Then even if you were to get a lot of paper wealth as a founder, sell large
quantities of it without disrupting the market price.

------
wozz
Who the hell is writing these articles? The author sounds like the kind of
person who loves his 20 second reads on Slate. I didn't expect much better
coming from The Guardian. It makes me wonder, are they just pushing out these
articles to force weak hands to fold or never enter in the first place?
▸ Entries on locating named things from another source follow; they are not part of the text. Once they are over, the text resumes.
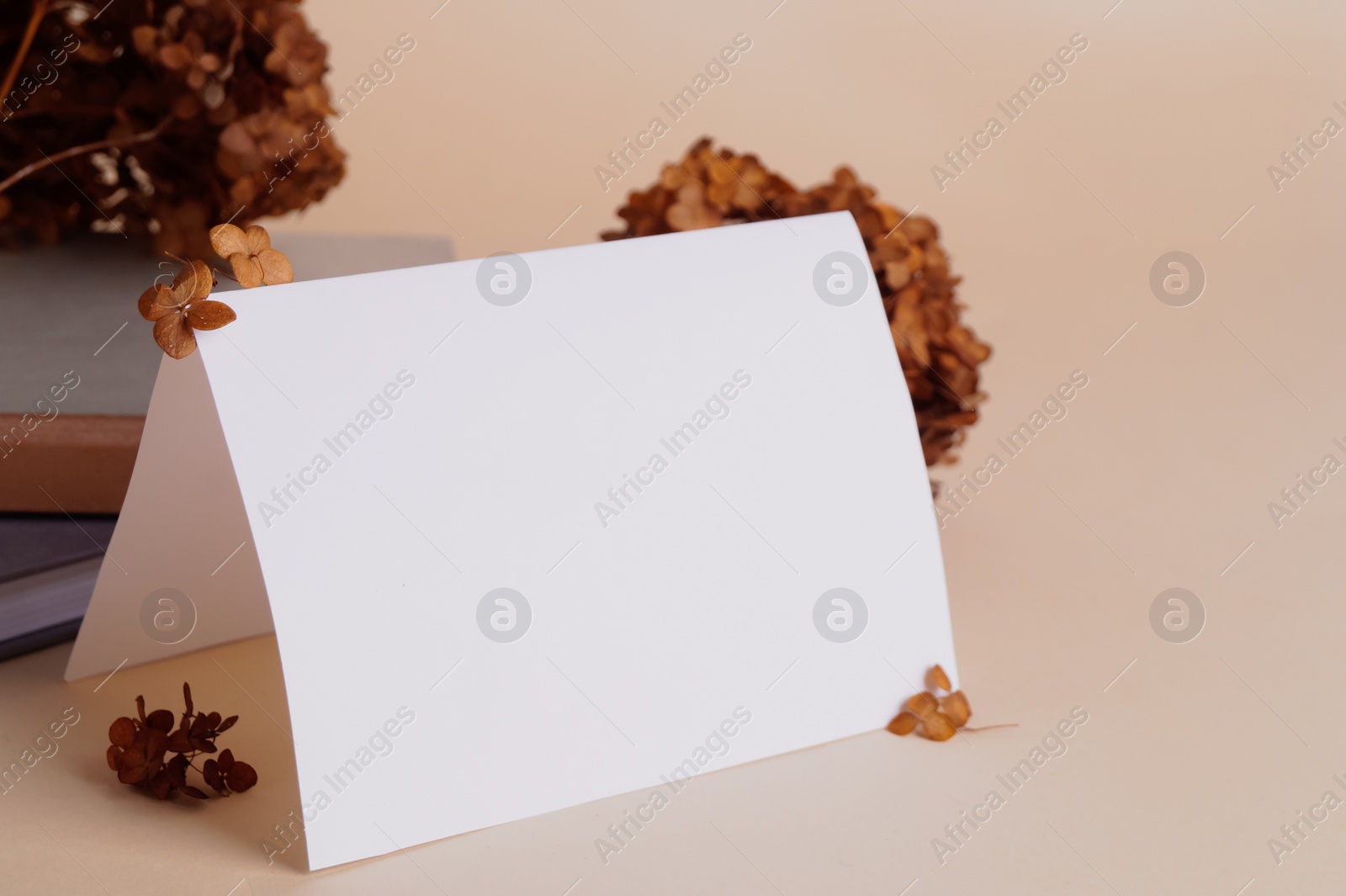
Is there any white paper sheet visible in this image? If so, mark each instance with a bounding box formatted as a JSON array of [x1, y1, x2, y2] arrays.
[[70, 213, 956, 867]]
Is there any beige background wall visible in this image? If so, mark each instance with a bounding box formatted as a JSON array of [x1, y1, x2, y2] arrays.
[[0, 0, 1346, 896]]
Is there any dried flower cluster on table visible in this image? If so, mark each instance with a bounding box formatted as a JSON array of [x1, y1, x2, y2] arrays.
[[601, 139, 991, 464], [139, 223, 294, 358], [888, 666, 972, 740], [888, 666, 1018, 740], [108, 682, 257, 799], [0, 0, 346, 256]]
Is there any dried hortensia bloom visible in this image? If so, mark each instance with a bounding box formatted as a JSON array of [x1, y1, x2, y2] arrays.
[[0, 0, 346, 257], [601, 139, 991, 465]]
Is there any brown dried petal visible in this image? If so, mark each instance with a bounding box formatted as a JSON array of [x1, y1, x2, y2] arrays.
[[159, 43, 191, 72], [146, 770, 172, 799], [245, 225, 271, 256], [136, 283, 178, 321], [229, 252, 265, 289], [146, 709, 172, 734], [225, 761, 257, 793], [907, 690, 940, 721], [257, 247, 294, 287], [172, 260, 215, 304], [888, 709, 920, 737], [155, 314, 197, 361], [940, 690, 972, 728], [200, 759, 225, 793], [187, 299, 238, 330], [920, 713, 954, 740], [164, 753, 187, 787], [210, 223, 252, 258], [108, 716, 136, 750]]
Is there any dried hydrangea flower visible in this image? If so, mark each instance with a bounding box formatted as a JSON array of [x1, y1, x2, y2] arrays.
[[601, 139, 991, 465], [210, 223, 294, 289], [888, 666, 972, 740], [139, 261, 236, 359]]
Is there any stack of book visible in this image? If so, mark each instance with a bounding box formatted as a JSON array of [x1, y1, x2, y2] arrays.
[[0, 233, 453, 660], [0, 514, 116, 660]]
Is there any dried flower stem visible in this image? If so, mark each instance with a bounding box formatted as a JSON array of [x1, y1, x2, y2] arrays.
[[0, 117, 172, 193], [0, 0, 49, 102]]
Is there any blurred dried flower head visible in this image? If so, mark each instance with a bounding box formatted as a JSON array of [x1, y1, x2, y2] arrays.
[[601, 139, 991, 468], [210, 225, 294, 289], [0, 0, 346, 257]]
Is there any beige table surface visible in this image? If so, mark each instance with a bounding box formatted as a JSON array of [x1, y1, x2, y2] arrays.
[[0, 0, 1346, 896]]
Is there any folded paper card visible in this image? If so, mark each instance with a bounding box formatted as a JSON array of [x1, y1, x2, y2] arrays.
[[67, 213, 954, 867]]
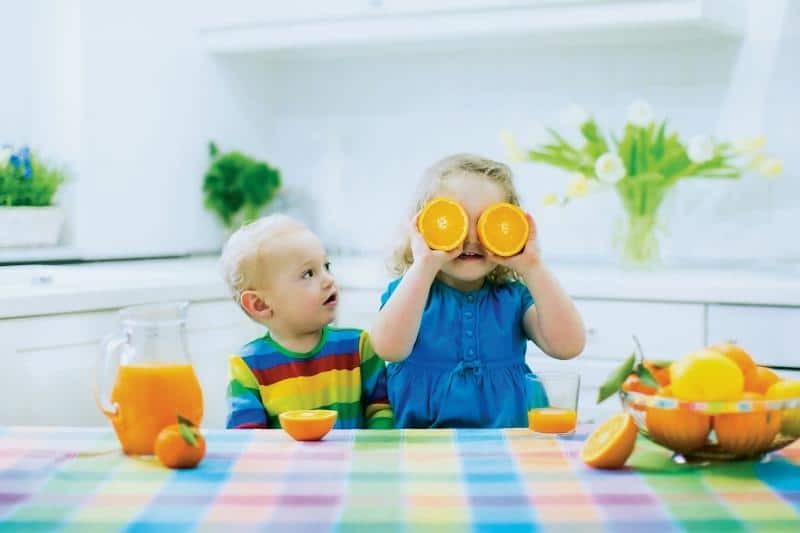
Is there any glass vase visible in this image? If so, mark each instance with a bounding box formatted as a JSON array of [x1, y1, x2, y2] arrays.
[[616, 176, 670, 267]]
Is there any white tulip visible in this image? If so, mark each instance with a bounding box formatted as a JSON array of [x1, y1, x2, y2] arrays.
[[0, 145, 14, 168], [562, 104, 592, 128], [594, 152, 626, 184], [628, 100, 653, 128], [733, 135, 767, 154], [567, 172, 589, 198], [687, 135, 714, 164]]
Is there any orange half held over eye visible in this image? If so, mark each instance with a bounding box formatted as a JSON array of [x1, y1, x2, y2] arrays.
[[417, 198, 469, 252], [478, 203, 531, 257]]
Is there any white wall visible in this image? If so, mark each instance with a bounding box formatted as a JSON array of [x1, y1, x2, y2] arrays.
[[0, 0, 33, 145], [6, 0, 800, 261], [227, 2, 800, 261]]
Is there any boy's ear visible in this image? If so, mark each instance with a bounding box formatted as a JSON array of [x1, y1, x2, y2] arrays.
[[240, 291, 274, 320]]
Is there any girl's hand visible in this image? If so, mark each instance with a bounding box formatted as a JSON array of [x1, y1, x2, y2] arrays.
[[487, 211, 542, 276], [408, 211, 464, 272]]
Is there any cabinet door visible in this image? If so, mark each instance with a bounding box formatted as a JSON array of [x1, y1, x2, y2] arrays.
[[707, 305, 800, 369], [576, 300, 705, 360]]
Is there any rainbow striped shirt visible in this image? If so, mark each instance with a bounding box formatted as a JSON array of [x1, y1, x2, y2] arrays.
[[227, 327, 394, 429]]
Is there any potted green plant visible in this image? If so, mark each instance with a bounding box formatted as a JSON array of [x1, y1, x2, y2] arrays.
[[502, 100, 783, 266], [203, 142, 281, 231], [0, 145, 67, 248]]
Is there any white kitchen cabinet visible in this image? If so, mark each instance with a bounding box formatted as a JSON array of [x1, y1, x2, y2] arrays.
[[708, 305, 800, 368], [575, 299, 705, 361], [336, 289, 383, 330], [0, 300, 264, 428], [197, 0, 745, 53]]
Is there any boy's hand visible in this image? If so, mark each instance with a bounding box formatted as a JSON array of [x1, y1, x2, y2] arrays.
[[408, 211, 464, 272], [487, 211, 542, 277]]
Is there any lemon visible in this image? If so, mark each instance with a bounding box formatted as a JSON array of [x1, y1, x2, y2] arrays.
[[670, 349, 744, 402], [766, 379, 800, 437]]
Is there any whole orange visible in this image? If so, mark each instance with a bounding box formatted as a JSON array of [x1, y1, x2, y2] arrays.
[[155, 424, 206, 468], [714, 392, 781, 455], [645, 386, 711, 453], [766, 379, 800, 437], [669, 349, 744, 402], [746, 366, 781, 394], [643, 361, 670, 387], [708, 342, 756, 390]]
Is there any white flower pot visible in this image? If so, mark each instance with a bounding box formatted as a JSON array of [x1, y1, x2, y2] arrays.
[[0, 205, 64, 248]]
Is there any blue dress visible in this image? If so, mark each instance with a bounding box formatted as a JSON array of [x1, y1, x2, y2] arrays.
[[381, 279, 547, 428]]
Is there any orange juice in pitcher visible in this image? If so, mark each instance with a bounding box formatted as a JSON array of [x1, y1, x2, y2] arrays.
[[97, 303, 203, 455]]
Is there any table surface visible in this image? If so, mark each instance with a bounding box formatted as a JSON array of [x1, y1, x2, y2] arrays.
[[0, 427, 800, 533]]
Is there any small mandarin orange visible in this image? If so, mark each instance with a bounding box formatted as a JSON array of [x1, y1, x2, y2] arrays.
[[155, 423, 206, 468]]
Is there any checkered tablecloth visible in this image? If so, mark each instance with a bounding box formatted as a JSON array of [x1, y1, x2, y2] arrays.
[[0, 427, 800, 533]]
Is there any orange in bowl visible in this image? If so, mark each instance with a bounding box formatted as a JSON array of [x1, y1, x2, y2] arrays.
[[714, 392, 781, 456], [417, 198, 469, 252], [278, 409, 338, 441], [478, 202, 531, 257], [708, 342, 756, 391]]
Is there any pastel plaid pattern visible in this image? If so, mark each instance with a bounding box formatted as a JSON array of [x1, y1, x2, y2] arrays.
[[0, 427, 800, 532]]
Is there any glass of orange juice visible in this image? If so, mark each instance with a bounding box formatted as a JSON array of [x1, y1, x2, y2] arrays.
[[526, 372, 581, 436], [95, 302, 203, 455]]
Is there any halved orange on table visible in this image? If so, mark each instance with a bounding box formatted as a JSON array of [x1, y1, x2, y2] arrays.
[[278, 409, 338, 441], [417, 198, 469, 252], [581, 413, 637, 469], [478, 203, 531, 257]]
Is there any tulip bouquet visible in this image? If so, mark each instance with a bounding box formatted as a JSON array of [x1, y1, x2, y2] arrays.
[[502, 100, 783, 264]]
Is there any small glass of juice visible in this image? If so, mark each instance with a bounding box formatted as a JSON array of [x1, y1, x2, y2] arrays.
[[526, 372, 581, 436]]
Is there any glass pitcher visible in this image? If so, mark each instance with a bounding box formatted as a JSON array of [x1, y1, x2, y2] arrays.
[[95, 302, 203, 455]]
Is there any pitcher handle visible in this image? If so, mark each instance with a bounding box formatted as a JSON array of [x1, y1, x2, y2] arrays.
[[94, 332, 129, 418]]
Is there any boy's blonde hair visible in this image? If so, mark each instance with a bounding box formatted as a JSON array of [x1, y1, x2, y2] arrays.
[[389, 154, 519, 285], [219, 214, 306, 305]]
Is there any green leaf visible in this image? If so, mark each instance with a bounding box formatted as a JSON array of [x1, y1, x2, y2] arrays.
[[203, 143, 281, 229], [178, 414, 194, 428], [597, 353, 636, 403], [178, 424, 199, 448], [178, 414, 198, 448], [634, 365, 660, 388]]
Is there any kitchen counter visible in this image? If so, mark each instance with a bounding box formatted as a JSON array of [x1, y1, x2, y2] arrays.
[[0, 256, 800, 318], [0, 426, 800, 531]]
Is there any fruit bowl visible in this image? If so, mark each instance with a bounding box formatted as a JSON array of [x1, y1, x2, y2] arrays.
[[619, 391, 800, 463]]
So you're thinking about writing an article about Bitcoin? Don't

------
sharemywin
You could make the case for momentum investing as well. The underlying asset
has value but not at the premium you paid for it. or any stock that doesn't
pay a dividend it has no intrinsic cash flow.

------
sharemywin
To me one of the neat early ICO projects is shared wifi access. outside of the
coin that can only be traded space. which is were the true potential of crypto
currencies can shine.

------
kevinios
(...) we need to separate the usefulness of the underlying technology called
“blockchain” from the mania of people turning bitcoin into a big dumb lottery.
Blockchain is simply a nifty software invention (which is open-source and free
for anyone to use), whereas bitcoin is just one well-known way to use it.
(...)

Will just comment on this sentence: careful here, blockchain is just one of
the technologies that Bitcoin uses. But there are other important elements to
Bitcoin, such as the concept of decentralization. A company or a bank can use
blockchain in a centralized manner. This video by Andreas Antonopoulos
(bitcoin advocate) helps make the distinction: Bitcoin vs. blockchain
([https://www.youtube.com/watch?v=kHbtp7pOftU](https://www.youtube.com/watch?v=kHbtp7pOftU)).

From the video description: "Blockchains are only one of the foundational
technologies. In an attempt to co-opt the interest around Bitcoin, companies
and governments are trying to circle the square by creating centralised and
permissioned versions while entirely missing the point: decentralization."

PS: That being said, Bitcoin is not the only cryptocurrency using blockchain
and decentralization.